BRI sebagai bank yang paling agresif dalam menyalurkan KUR menyampaikan bahwa sampai akhir tahun 2015 telah merelealisir pinjaman tersebut sejumlah Rp 15 triliun dari sekitar 860.000 orang peminjam, seperti diberitakan koran Investor Daily, 29 Desember 2015. Dari koran yang sama diberitakan pula adanya penyaluran KUR dari Kantor Cabang BRI Tanah Abang Jakarta kepada 120 orang pengusaha/pemilik angkutan bajaj dan 120 orang pengusaha tahu-tempe. Masing-masing pengusaha bajaj mendapat kredit Rp 65 juta (tergolong KUR Ritel) dan perajin tahu-tempe Rp 25 juta (tergolong KUR Mikro).
Untuk tahun 2016 ini melalui berbagai bank yang ditunjuk pemerintah, ditargetkan lebih dari Rp 100 trilyun KUR akan disalurkan. Jadi kalau selama ini banyak pelaku usaha kecil yang terganjal berbagai persyaratan teknis administratif bila mengajukan pinjaman kepada bank, dengan KUR hal tersebut tidak menjadi persyaratan utama, sepanjang bank meyakini usaha yang dilakukan calon peminjam punya prospek, dalam arti dinilai mampu mengembalikan kredit bank bersumber dari hasil usahanya tersebut.
Pemerintah pun juga memberi subsidi bunga atas pembiayaan KUR ini. Artinya suku bunga yang dikenakan kepada pelaku usaha kecil lebih rendah dari suku bunga sejenis yang bukan KUR. KUR Mikro sebagai contoh di tahun 2015 mengenakan suku bunga 12 % pada peminjam, meski bank juga mendapat 5 % dari pemerintah.
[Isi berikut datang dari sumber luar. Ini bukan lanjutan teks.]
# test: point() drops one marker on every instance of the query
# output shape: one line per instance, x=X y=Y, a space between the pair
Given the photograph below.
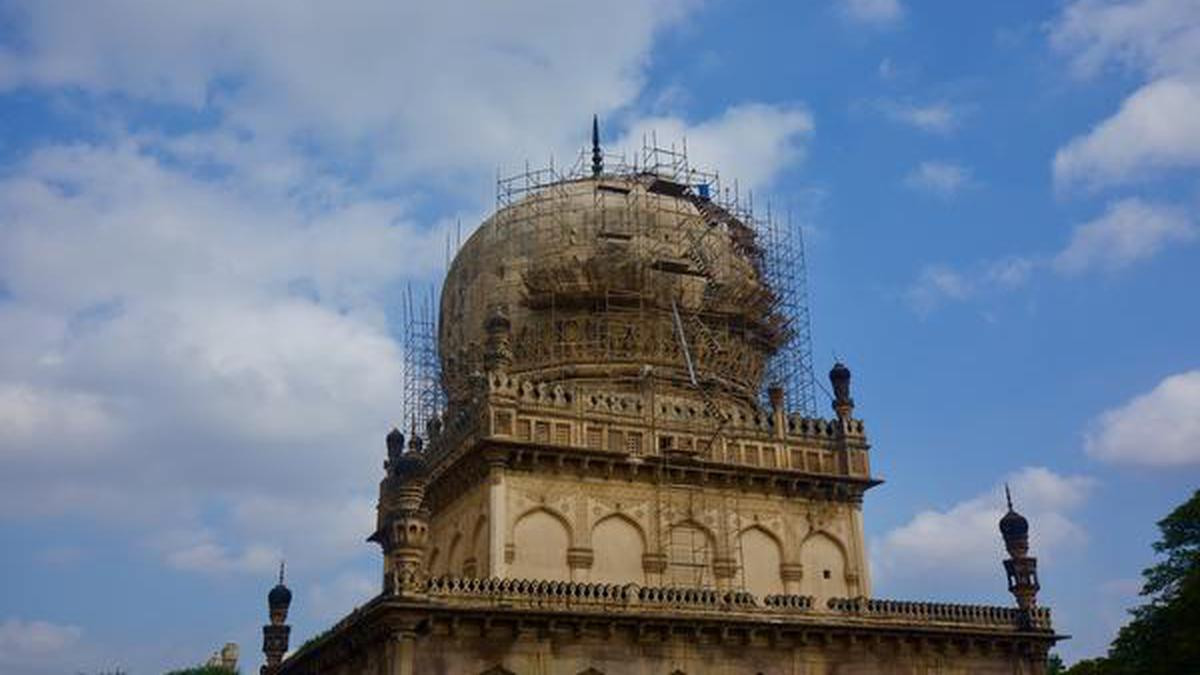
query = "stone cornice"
x=631 y=611
x=472 y=465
Jadi total yang didapat bank adalah 17 %. Namun ini masih di bawah suku bunga kredit sejenis yanng bukan KUR, yang bisa di atas 20 %. Bahkan di tahun ini suku bunga KUR Mikro yang dibebankan pada nasabah kemungkinan lebih rendah lagi.
KUR sebetulnya menjadi program andalan dari pemerintahan SBY, dan telah diintrodusir sejak akhir tahun 2007. Di awal era Presiden Jokowi sempat dihentikan sebentar untuk dievaluasi, sebelum akhirnya diteruskan dengan beberapa penyempurnaan. Wajarlah bila banyak yang berharap KUR bisa menjadi penggerak perekonomian di tingkat akar rumput.
Saking beragam dan luasnya cakupan KUR, karyawan yang baru terkena PHK, atau istri seorang karyawan pun bila punya usaha seperti membuka warung, bisa mendapat pinjaman jika usahanya diyakini oleh pihak bank mendatangkan laba. Namun seperti yang telah disinggung di awal tulisan ini, hasil KUR mungkin akan bagus secara individual peminjam. Tapi untuk segera berhasil menciptakan banyak lapangan kerja baru dan meningkatkan pendapatan masyarakat secara agregat, tidak akan bisa secara instan.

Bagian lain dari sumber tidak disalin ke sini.